For The Classic Crime's first record, Albatross, we wrote fourteen songs and kept twelve. For our acoustic EP we wrote and kept seven songs. For our last full length, The Silver Cord, we wrote fifteen tracks and put all fifteen tracks on the record. For many bands and producers, the idea of showing up to record an album with such a limited amount of material is ludicrous, but thats just the way we do things.

When inspiration hit in January, I felt like we could do things differently. I was writing daily and coming up with some fresh and exciting ideas. I had visions of writing forty-plus songs, and then picking the best songs of that bunch to record for our next release. I rode the wave until it crashed, as it always does. 
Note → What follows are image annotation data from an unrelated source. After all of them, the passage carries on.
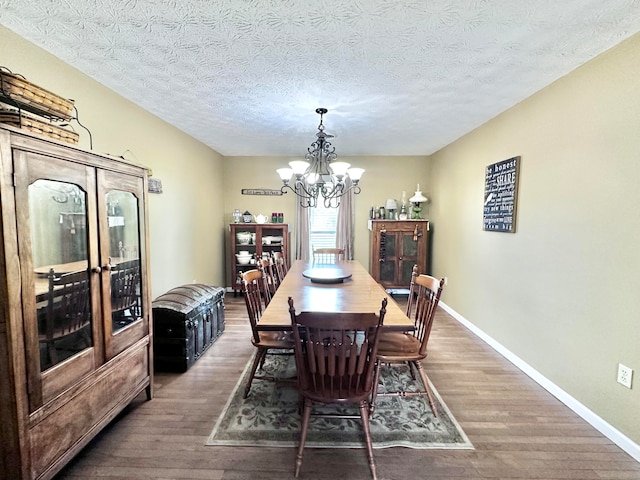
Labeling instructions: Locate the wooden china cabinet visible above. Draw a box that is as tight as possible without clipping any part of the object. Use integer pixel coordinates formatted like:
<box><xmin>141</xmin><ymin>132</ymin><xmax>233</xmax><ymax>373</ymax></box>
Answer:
<box><xmin>0</xmin><ymin>126</ymin><xmax>153</xmax><ymax>479</ymax></box>
<box><xmin>369</xmin><ymin>220</ymin><xmax>429</xmax><ymax>289</ymax></box>
<box><xmin>228</xmin><ymin>223</ymin><xmax>290</xmax><ymax>293</ymax></box>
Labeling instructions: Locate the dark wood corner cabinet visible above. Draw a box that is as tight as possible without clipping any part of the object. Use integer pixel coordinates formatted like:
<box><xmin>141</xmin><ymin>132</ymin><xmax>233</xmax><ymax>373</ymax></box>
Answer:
<box><xmin>0</xmin><ymin>126</ymin><xmax>153</xmax><ymax>480</ymax></box>
<box><xmin>369</xmin><ymin>220</ymin><xmax>429</xmax><ymax>289</ymax></box>
<box><xmin>227</xmin><ymin>223</ymin><xmax>291</xmax><ymax>292</ymax></box>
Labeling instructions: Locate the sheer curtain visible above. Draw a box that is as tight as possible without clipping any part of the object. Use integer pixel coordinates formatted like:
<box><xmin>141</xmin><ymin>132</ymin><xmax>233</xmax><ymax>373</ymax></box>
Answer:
<box><xmin>336</xmin><ymin>177</ymin><xmax>355</xmax><ymax>260</ymax></box>
<box><xmin>293</xmin><ymin>187</ymin><xmax>309</xmax><ymax>260</ymax></box>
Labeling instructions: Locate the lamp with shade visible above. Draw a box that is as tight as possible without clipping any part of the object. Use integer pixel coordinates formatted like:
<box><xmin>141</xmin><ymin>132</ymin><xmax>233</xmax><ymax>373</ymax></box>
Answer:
<box><xmin>409</xmin><ymin>184</ymin><xmax>429</xmax><ymax>220</ymax></box>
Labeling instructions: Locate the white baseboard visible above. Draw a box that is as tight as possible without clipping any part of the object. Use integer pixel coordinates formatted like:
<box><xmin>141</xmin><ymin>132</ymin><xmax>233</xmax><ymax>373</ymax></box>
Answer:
<box><xmin>440</xmin><ymin>302</ymin><xmax>640</xmax><ymax>462</ymax></box>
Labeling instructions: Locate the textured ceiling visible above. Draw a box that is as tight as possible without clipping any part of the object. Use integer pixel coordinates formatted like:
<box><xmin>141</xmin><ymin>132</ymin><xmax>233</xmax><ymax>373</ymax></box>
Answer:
<box><xmin>0</xmin><ymin>0</ymin><xmax>640</xmax><ymax>155</ymax></box>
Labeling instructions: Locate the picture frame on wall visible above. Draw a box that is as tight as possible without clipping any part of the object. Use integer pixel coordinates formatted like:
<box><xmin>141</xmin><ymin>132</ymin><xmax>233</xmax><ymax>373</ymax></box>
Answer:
<box><xmin>483</xmin><ymin>156</ymin><xmax>520</xmax><ymax>233</ymax></box>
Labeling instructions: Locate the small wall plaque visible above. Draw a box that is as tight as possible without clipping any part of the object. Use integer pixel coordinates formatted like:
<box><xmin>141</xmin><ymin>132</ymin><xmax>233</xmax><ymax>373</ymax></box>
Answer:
<box><xmin>241</xmin><ymin>188</ymin><xmax>282</xmax><ymax>195</ymax></box>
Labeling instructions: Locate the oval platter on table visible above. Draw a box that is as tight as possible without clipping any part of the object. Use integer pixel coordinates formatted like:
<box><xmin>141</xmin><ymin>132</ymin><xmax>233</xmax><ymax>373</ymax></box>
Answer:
<box><xmin>302</xmin><ymin>267</ymin><xmax>351</xmax><ymax>283</ymax></box>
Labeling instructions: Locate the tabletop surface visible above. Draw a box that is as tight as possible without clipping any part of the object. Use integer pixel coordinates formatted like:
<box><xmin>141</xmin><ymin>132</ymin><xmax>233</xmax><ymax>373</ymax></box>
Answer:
<box><xmin>258</xmin><ymin>260</ymin><xmax>413</xmax><ymax>330</ymax></box>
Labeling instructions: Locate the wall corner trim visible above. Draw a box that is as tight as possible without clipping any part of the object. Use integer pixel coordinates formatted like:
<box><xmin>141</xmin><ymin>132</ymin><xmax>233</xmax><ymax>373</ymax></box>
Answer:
<box><xmin>440</xmin><ymin>301</ymin><xmax>640</xmax><ymax>462</ymax></box>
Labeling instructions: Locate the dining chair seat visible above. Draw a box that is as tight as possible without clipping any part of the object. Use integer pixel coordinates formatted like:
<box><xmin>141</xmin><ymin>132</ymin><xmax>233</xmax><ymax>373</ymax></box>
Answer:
<box><xmin>370</xmin><ymin>265</ymin><xmax>444</xmax><ymax>417</ymax></box>
<box><xmin>252</xmin><ymin>331</ymin><xmax>293</xmax><ymax>350</ymax></box>
<box><xmin>289</xmin><ymin>297</ymin><xmax>387</xmax><ymax>480</ymax></box>
<box><xmin>242</xmin><ymin>265</ymin><xmax>294</xmax><ymax>398</ymax></box>
<box><xmin>378</xmin><ymin>332</ymin><xmax>426</xmax><ymax>356</ymax></box>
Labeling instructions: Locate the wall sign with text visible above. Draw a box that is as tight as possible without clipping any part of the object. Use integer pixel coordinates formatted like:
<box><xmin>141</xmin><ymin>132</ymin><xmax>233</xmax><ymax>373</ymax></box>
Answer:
<box><xmin>483</xmin><ymin>157</ymin><xmax>520</xmax><ymax>233</ymax></box>
<box><xmin>240</xmin><ymin>188</ymin><xmax>282</xmax><ymax>196</ymax></box>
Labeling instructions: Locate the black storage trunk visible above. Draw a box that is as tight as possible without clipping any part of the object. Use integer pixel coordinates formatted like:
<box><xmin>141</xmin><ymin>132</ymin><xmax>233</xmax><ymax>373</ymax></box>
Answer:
<box><xmin>152</xmin><ymin>283</ymin><xmax>224</xmax><ymax>372</ymax></box>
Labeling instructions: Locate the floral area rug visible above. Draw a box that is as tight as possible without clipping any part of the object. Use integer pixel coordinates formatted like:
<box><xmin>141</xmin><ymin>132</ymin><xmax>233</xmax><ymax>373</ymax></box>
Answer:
<box><xmin>206</xmin><ymin>355</ymin><xmax>473</xmax><ymax>449</ymax></box>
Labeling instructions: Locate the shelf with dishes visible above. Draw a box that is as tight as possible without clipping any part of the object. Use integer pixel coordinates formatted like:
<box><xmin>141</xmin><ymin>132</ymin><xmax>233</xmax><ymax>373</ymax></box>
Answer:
<box><xmin>227</xmin><ymin>223</ymin><xmax>289</xmax><ymax>292</ymax></box>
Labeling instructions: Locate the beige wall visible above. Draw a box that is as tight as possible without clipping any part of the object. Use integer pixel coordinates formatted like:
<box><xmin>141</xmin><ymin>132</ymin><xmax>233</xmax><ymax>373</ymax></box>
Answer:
<box><xmin>431</xmin><ymin>35</ymin><xmax>640</xmax><ymax>443</ymax></box>
<box><xmin>224</xmin><ymin>156</ymin><xmax>431</xmax><ymax>280</ymax></box>
<box><xmin>0</xmin><ymin>26</ymin><xmax>224</xmax><ymax>298</ymax></box>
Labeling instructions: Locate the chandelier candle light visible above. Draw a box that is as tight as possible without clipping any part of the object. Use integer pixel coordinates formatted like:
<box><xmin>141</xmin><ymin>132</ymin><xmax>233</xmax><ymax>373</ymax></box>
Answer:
<box><xmin>276</xmin><ymin>108</ymin><xmax>364</xmax><ymax>208</ymax></box>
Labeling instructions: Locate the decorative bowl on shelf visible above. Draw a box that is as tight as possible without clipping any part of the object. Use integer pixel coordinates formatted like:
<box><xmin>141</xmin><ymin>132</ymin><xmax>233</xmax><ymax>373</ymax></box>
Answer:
<box><xmin>236</xmin><ymin>232</ymin><xmax>251</xmax><ymax>245</ymax></box>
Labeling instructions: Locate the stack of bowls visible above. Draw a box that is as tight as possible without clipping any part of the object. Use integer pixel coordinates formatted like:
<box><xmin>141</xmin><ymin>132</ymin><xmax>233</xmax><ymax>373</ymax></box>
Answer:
<box><xmin>236</xmin><ymin>250</ymin><xmax>252</xmax><ymax>265</ymax></box>
<box><xmin>236</xmin><ymin>232</ymin><xmax>252</xmax><ymax>246</ymax></box>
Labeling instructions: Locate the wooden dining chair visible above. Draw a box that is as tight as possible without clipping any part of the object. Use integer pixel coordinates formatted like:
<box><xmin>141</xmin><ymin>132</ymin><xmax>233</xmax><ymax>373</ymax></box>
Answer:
<box><xmin>39</xmin><ymin>269</ymin><xmax>92</xmax><ymax>365</ymax></box>
<box><xmin>371</xmin><ymin>265</ymin><xmax>444</xmax><ymax>417</ymax></box>
<box><xmin>313</xmin><ymin>248</ymin><xmax>345</xmax><ymax>264</ymax></box>
<box><xmin>242</xmin><ymin>269</ymin><xmax>293</xmax><ymax>398</ymax></box>
<box><xmin>289</xmin><ymin>297</ymin><xmax>387</xmax><ymax>480</ymax></box>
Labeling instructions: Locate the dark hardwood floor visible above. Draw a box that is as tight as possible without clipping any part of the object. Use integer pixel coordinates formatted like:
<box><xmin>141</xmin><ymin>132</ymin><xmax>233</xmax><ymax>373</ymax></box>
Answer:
<box><xmin>56</xmin><ymin>294</ymin><xmax>640</xmax><ymax>480</ymax></box>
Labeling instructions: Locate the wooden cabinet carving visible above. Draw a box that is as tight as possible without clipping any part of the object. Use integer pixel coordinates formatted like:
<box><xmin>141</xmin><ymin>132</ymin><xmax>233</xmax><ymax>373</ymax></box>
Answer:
<box><xmin>0</xmin><ymin>127</ymin><xmax>152</xmax><ymax>479</ymax></box>
<box><xmin>369</xmin><ymin>220</ymin><xmax>429</xmax><ymax>288</ymax></box>
<box><xmin>228</xmin><ymin>223</ymin><xmax>291</xmax><ymax>292</ymax></box>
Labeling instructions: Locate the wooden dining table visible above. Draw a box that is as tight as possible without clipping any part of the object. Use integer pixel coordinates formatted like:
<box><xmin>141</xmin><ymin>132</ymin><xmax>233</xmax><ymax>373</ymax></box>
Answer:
<box><xmin>258</xmin><ymin>260</ymin><xmax>413</xmax><ymax>331</ymax></box>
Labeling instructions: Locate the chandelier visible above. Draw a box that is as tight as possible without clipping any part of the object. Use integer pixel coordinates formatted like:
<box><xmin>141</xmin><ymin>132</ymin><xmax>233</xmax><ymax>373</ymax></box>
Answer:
<box><xmin>276</xmin><ymin>108</ymin><xmax>364</xmax><ymax>208</ymax></box>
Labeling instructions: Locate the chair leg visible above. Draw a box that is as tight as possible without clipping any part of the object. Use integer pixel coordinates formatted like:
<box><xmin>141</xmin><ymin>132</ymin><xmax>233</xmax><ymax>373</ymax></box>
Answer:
<box><xmin>295</xmin><ymin>398</ymin><xmax>312</xmax><ymax>478</ymax></box>
<box><xmin>413</xmin><ymin>360</ymin><xmax>438</xmax><ymax>417</ymax></box>
<box><xmin>360</xmin><ymin>401</ymin><xmax>378</xmax><ymax>480</ymax></box>
<box><xmin>260</xmin><ymin>349</ymin><xmax>269</xmax><ymax>370</ymax></box>
<box><xmin>369</xmin><ymin>361</ymin><xmax>382</xmax><ymax>416</ymax></box>
<box><xmin>243</xmin><ymin>348</ymin><xmax>267</xmax><ymax>398</ymax></box>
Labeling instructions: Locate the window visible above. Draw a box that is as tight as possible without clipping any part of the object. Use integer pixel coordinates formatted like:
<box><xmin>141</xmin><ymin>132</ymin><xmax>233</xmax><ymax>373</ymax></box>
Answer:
<box><xmin>309</xmin><ymin>202</ymin><xmax>338</xmax><ymax>252</ymax></box>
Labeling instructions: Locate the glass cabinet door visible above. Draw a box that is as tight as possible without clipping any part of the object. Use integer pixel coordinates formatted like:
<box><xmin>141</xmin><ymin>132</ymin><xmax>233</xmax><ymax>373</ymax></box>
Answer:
<box><xmin>98</xmin><ymin>167</ymin><xmax>149</xmax><ymax>358</ymax></box>
<box><xmin>14</xmin><ymin>151</ymin><xmax>103</xmax><ymax>410</ymax></box>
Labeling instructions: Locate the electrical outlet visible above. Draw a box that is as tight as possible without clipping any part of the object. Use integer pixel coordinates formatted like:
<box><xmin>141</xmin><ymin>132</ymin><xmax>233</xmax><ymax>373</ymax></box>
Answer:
<box><xmin>618</xmin><ymin>363</ymin><xmax>633</xmax><ymax>388</ymax></box>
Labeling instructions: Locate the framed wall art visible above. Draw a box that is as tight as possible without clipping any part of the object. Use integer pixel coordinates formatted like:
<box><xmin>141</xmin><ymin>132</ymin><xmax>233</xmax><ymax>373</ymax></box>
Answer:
<box><xmin>483</xmin><ymin>157</ymin><xmax>520</xmax><ymax>233</ymax></box>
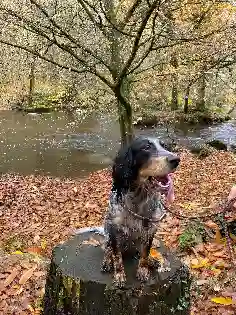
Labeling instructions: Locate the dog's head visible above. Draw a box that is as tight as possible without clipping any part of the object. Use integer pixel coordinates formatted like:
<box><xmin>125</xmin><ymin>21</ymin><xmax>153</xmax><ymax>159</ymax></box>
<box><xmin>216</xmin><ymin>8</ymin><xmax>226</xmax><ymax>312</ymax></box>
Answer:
<box><xmin>112</xmin><ymin>138</ymin><xmax>180</xmax><ymax>199</ymax></box>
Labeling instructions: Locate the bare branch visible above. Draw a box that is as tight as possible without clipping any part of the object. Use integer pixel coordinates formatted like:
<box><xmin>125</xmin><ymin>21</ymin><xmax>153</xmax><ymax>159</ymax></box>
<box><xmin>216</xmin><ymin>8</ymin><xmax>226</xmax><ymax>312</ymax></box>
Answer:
<box><xmin>30</xmin><ymin>0</ymin><xmax>111</xmax><ymax>71</ymax></box>
<box><xmin>117</xmin><ymin>0</ymin><xmax>159</xmax><ymax>84</ymax></box>
<box><xmin>0</xmin><ymin>38</ymin><xmax>85</xmax><ymax>73</ymax></box>
<box><xmin>122</xmin><ymin>0</ymin><xmax>142</xmax><ymax>29</ymax></box>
Through March and April I think I've written a total of five songs, two of which are full on acoustic, and one of which I can't even get motivated to record a demo for. I find myself sitting in front of my MacBook, which is sitting in front of my Digi002 console, which is sitting between my studio monitors, and I'm surfing Craigslist or Facebook or Twitter doing God-knows-what-else-is-meaningless. All the audio hardware stays off, just like my brain.

With any luck this lull is just the "wave" sucking itself out back to sea to form another breaker. I was blessed with one albums-worth of material out of the last wave, all of which sounds very cohesive and different. If I could get four complete waves, all sounding somewhat different, I think we could have a very interesting record ahead of us.

I'm just standing on the beach, waiting for the next wave to break. 

Meanwhile I'll sift through a few songs that the other guys have come up with and see if we can't build a nice sand-castle out of them.